Ragastens se tenait sur la défensive, la main sur la garde de son épée. Mais, à sa grande surprise, l’homme mit pied à terre et s’approcha de lui en exécutant à chaque pas une profonde révérence. Le chevalier remarqua que l’homme ne portait pas l’épée.
– Holà, l’ami ! fit-il, est-ce à moi que vous en voulez ?…
– Monseigneur, votre humble valet, pour vous servir !
– Que voulez-vous ?… fit Ragastens.
– Un instant d’entretien… si votre Seigneurie veut bien.
– Qu’est-ce que cette figure-là ? pensa Ragastens. Un sbire ? Un brave ? Un espion ?… Vous avez quelque chose à me dire ? ajouta-t-il à haute voix.
– Une proposition à vous soumettre, Excellence…
– D’abord, mon brave, fais-moi le plaisir de mettre de côté tes seigneuries, tes excellences, tes monseigneurs.
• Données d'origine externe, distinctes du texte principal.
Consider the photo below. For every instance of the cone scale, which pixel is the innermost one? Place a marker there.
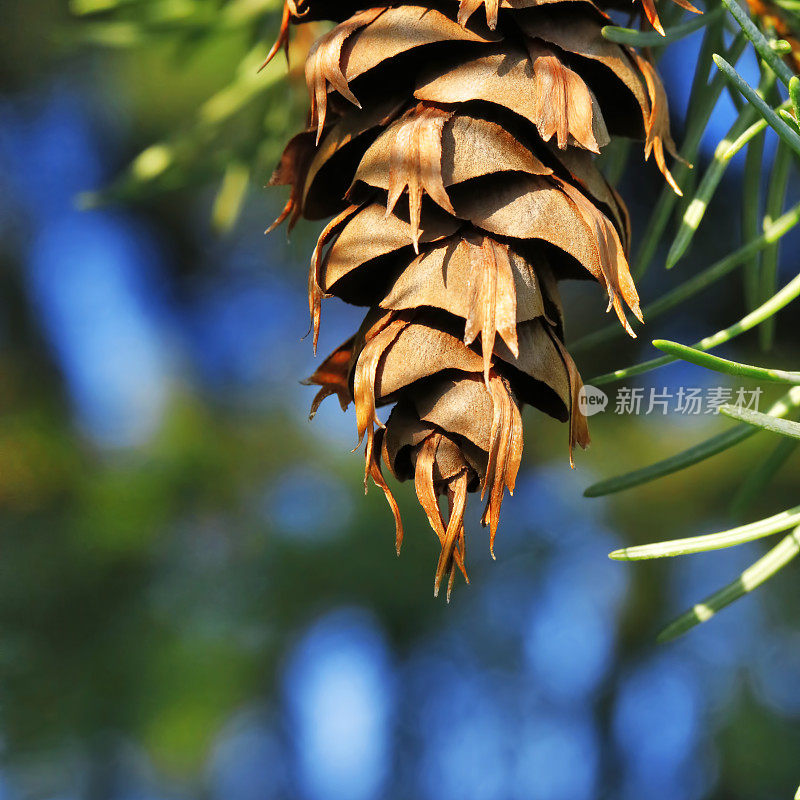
(451, 144)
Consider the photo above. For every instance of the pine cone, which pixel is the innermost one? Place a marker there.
(455, 156)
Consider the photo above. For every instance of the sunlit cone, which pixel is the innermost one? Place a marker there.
(452, 144)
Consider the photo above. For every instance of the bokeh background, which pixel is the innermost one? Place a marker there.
(196, 600)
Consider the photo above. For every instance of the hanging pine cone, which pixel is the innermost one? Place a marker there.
(455, 155)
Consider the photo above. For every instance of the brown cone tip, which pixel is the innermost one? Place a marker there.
(451, 143)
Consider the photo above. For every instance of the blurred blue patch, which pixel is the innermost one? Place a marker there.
(248, 761)
(558, 758)
(92, 277)
(656, 725)
(86, 277)
(308, 504)
(569, 641)
(338, 689)
(777, 666)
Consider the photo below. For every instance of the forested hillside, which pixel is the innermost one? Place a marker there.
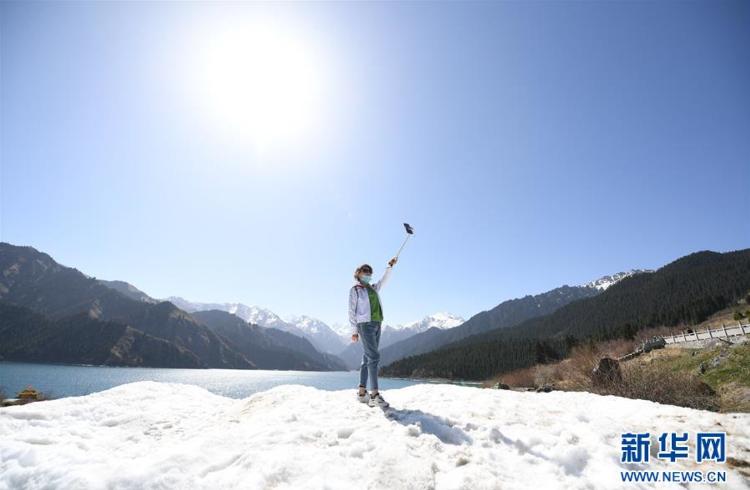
(685, 291)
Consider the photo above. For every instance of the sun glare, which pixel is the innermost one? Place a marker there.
(259, 83)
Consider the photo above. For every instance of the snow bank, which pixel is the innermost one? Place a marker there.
(160, 435)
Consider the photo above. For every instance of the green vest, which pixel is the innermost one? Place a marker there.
(376, 311)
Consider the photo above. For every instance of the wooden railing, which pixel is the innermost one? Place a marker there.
(724, 332)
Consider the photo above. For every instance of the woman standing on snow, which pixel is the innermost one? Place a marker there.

Tu as la politesse agaçante…
– Monsieur le chevalier… je vous appelle ainsi pour vous obéir…
– Comment sais-tu que je suis chevalier ? fit Ragastens, devenu encore plus soupçonneux.
– C’est bien simple. Je sais même votre nom. Je vous connais. Qui ne vous connaît pas dans Rome ?… On n’y parle que de vos prouesses, de la façon dont vous avez arrangé l’illustre baron Astorre, de votre entrée triomphante au Palais-Riant. Dame… les laquais ont jasé ! Et puis, surtout, le jour où nous devions vous tuer…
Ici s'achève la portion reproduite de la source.